Personally, I know from my own experience, I approach intersections that I know have cameras with more caution than those without cameras. I know exactly which intersection it is and I consciously alter my driving habits. Not only am I aware of my own position but I’m also more attentive to those ahead who may suddenly slam on their brakes to avoid triggering the camera.


Public safety measure or scheme to generate revenue? That seems to be the heart of the controversial decision to install red-light cameras at several high collision intersections in Denver.


According to the Federal Highway Administration, there are 106,000 crashes a year in the US involving drivers who ran red lights with 1,000 fatalities and 89,000 injures. Drivers and passengers are injured in 45 percent of the collisions involving a driver who ran a red light.


Critics claim that increasing the length of the yellow light will decrease most red light runners, so cameras are unnecessary.  Some see the cameras as the next step in the “Big Brother” movement of invasion of privacy and loss of civil rights.
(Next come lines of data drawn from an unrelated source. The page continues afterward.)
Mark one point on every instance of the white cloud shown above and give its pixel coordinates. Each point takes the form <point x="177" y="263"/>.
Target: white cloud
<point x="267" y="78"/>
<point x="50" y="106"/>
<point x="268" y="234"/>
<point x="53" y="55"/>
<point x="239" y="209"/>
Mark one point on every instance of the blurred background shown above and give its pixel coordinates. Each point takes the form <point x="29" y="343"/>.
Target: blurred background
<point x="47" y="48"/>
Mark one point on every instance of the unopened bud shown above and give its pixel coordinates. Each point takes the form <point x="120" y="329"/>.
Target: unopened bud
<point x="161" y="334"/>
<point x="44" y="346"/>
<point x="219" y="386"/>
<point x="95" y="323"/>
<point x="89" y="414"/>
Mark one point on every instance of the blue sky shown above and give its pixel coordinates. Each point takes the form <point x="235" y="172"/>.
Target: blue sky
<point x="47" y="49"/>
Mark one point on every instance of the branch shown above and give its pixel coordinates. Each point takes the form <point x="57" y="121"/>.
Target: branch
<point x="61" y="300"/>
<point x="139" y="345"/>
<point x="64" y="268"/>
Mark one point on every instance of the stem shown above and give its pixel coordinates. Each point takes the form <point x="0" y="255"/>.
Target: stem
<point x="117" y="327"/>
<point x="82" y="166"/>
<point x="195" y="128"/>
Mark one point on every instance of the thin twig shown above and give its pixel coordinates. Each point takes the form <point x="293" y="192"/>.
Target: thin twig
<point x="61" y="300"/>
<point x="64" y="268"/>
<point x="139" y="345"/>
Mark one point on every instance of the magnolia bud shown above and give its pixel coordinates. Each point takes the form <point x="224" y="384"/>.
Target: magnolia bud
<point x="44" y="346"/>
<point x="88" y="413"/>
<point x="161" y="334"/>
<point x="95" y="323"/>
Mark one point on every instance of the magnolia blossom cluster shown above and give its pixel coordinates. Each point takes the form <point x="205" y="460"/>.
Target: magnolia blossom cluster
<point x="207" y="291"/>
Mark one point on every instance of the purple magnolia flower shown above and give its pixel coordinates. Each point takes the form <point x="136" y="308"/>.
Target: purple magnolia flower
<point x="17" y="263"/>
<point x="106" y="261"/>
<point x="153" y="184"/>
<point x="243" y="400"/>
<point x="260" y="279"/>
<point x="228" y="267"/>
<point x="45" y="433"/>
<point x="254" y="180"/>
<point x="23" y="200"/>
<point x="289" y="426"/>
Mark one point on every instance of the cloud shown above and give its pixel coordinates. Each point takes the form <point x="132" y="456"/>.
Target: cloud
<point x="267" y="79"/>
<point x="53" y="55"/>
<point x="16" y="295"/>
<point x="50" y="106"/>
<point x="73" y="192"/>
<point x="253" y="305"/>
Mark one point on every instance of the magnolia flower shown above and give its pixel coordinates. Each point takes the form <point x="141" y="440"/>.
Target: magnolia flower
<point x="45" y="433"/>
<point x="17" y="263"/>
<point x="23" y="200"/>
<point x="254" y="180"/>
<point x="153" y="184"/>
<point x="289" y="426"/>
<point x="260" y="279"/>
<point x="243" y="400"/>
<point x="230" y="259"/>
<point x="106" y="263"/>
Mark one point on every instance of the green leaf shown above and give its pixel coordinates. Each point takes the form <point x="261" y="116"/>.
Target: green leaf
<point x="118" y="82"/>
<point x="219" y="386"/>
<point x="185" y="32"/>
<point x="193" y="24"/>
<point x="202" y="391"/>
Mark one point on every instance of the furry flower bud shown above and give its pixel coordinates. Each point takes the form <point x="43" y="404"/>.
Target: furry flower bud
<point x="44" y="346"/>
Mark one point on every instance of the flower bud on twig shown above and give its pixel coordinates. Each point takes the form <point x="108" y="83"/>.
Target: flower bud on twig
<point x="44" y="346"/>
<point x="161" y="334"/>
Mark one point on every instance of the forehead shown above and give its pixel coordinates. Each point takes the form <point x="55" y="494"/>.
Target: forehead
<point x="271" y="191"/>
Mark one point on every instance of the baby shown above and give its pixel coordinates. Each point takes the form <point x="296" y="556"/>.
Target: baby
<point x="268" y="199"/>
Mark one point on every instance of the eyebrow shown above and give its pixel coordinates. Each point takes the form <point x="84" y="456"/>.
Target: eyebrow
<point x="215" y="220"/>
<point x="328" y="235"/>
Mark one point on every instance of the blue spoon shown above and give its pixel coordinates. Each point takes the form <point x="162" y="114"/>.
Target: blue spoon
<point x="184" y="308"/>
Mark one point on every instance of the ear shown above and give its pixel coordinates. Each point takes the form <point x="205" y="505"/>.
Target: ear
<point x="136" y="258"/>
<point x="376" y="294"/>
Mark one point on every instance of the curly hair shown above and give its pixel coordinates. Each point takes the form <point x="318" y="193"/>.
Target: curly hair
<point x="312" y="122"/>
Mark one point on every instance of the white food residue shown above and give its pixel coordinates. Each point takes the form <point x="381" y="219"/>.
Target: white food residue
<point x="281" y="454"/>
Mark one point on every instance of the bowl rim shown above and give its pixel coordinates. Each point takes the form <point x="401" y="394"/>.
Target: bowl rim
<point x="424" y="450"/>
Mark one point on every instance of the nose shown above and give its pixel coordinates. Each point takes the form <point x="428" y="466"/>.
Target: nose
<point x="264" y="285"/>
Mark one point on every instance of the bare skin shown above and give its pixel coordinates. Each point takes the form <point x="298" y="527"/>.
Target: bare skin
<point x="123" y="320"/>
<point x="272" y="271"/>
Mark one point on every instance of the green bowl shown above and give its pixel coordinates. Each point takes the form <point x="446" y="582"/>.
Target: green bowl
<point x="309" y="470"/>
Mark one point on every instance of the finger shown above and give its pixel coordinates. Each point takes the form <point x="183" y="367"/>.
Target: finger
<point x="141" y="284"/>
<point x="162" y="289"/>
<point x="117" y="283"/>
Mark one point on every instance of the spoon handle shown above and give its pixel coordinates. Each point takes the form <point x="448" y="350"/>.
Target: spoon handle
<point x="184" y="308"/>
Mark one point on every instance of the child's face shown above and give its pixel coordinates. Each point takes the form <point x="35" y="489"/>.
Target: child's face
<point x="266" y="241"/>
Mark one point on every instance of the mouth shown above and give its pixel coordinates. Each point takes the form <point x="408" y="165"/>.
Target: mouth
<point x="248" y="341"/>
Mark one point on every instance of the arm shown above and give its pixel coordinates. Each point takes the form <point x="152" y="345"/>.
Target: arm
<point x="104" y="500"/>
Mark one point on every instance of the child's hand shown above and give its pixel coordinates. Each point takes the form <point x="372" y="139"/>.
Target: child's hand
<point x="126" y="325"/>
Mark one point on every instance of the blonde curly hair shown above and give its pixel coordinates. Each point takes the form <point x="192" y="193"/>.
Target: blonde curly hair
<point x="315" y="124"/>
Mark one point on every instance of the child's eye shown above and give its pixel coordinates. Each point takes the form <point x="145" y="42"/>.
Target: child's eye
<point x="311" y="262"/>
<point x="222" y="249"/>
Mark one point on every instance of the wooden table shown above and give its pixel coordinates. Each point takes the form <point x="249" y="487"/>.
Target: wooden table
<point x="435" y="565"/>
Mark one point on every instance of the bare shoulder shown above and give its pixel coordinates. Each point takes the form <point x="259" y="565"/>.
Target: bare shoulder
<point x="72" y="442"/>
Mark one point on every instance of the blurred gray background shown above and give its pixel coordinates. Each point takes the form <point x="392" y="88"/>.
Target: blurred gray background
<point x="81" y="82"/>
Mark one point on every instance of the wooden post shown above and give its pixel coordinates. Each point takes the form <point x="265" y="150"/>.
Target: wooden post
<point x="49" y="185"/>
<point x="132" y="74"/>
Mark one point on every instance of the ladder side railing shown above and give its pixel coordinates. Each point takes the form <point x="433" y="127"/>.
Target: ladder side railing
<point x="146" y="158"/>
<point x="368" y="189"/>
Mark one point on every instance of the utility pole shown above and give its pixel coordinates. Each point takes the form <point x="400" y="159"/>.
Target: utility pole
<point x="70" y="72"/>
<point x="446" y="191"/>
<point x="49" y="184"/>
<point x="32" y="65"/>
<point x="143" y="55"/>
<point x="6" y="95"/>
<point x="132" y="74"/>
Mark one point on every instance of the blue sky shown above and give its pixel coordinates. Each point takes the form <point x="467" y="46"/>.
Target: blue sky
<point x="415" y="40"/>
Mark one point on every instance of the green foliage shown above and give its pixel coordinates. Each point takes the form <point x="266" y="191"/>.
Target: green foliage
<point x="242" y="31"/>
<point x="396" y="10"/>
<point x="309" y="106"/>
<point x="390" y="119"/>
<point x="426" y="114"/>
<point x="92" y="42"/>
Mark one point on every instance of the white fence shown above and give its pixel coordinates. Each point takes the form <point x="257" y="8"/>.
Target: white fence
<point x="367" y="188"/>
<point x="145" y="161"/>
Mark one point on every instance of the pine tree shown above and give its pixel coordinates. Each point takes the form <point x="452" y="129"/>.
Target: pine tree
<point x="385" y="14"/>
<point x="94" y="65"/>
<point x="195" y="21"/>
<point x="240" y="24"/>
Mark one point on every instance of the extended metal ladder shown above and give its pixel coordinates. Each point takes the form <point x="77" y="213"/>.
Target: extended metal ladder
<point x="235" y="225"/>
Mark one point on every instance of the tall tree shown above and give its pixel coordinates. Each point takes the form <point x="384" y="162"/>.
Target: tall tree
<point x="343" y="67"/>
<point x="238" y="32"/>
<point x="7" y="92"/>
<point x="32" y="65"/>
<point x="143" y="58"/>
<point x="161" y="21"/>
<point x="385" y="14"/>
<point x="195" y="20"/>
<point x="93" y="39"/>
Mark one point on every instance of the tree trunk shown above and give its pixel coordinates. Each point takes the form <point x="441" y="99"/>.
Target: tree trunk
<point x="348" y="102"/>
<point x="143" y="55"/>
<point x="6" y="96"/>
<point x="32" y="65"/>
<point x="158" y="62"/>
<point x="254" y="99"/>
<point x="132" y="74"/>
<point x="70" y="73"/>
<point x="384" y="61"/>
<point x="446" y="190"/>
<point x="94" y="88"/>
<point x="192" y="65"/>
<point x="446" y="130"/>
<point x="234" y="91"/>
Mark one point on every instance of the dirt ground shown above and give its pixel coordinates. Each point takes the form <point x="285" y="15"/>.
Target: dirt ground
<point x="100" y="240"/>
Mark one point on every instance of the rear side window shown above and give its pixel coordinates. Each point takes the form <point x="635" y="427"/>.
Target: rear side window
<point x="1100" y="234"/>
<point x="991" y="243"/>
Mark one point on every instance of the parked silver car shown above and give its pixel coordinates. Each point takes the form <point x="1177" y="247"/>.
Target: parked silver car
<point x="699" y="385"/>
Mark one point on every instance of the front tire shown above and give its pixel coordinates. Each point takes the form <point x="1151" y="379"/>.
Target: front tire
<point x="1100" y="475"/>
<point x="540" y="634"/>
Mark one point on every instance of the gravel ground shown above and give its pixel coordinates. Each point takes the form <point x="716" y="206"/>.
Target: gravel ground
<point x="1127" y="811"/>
And red-light cameras have been proven to cause more rear-end accidents according to the Federal Highway Administration.


Proponents cite research that cameras reduce red light runners by 40 percent and the most dangerous of crashes, the broadside or T-bone impact have been reduced by 25 percent.


I believe that having the longer yellow lights have “trained” us in the mentality that in that “go or no-go moment”, we typically speed up to make it through the intersection. Maybe cameras at intersections would “re-train” us to approach intersections with more caution. Because now when we decide to go for it and beat that red light, we just might get caught.


The interesting thing about this debate is both sides have this all or nothing mentality. You either win this debate or you lose it. What about a compromise? Common sense dictates that if you increase the yellow light time you give drivers a better chance to make it through the intersection in that “go, no-go” moment and a camera would catch those of us who choose to go for it when we really should have stopped.


One last thing to consider…cameras at intersections also have the potential to eliminate the “he said, she said” situation at the scene of a car crash. The red-light cameras would provide photographic evidence on who was at fault in the accident. In my opinion, that in itself is worth risking a traffic ticket for running a red light.